I’m certain that is my primary issue with the word “innovation”. It is that it has no real meaning anymore. The term is passed around like zigzags at the Denver October-fest (honest, I’ve never inhaled). A friend told me that he was a consultant at a company that was paid six figures to “quantify the underlying psychological reasons people like chocolate in order to create a platform for candy innovation.”  If that doesn’t strike you as just plain silly, self-important language than you probably shouldn’t read on.

My second issue is when I hear leaders tell their employees “we need to be more innovative as a company”. That’s like telling someone that they need to be more funny – an impossibly hyperbolic and subjective request with no tactical application. Saying you’re “innovative” is like saying you’re “cool” – if you have to say it, you’re defiantly not “it”.

The definition of innovation that resonates with me the most is that innovation is the combining of things that are already invented ( via pbs ). If you agree with that, than innovation is quite simple. And, the more things you combine, the more innovative you can call yourself. How about a mobile charging, key locating, pill splitting, clamshell busting, letter opening, paper cutting, box opening, bluetooth, usb connecting, flash-drive screwdriver? (Seriously, it exists.)
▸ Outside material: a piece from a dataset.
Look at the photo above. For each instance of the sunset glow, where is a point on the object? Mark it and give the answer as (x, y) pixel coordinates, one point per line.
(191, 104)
We are now in an era where innovation is the easy way out. It is the intellectual’s boredom cure because the things we should do are mundane, like product improvement, or better yet, feature reduction. Sometimes just plain, old-fashioned product maintenance is the best course of action we can do to serve our customers. How about, we just make better chocolate? I have worked with departments that have over 200 apps deployed. Each app was an attempt to be an innovative “silver bullet” to a customer’s complaint or an executive’s tangent idea. Most of them are complete junk as they were more about departmental motion rather than company movement.

As I was discussing this post with a colleague, he asked me “are you calling Steve Jobs a coward?” Actually, Mr. Jobs never called himself an innovator – he preferred to think of himself as a discoverer. He had customer problems he would try to solve and would have his eyes wide open, looking for ways to solve them. He didn’t innovate for innovation’s sake – he discovered and created for his customer’s sake. I believe innovative is a title you earn after success, not a process you take to be successful.

The best products I have been a part of would not be categorized as “innovative”.  The great product leaders of today are methodical, feature frugal, and customer empathetic. In short, they are brave leaders committed to the “boring” and methodical aspect of their job: continuous improvement towards the way they serve their customers.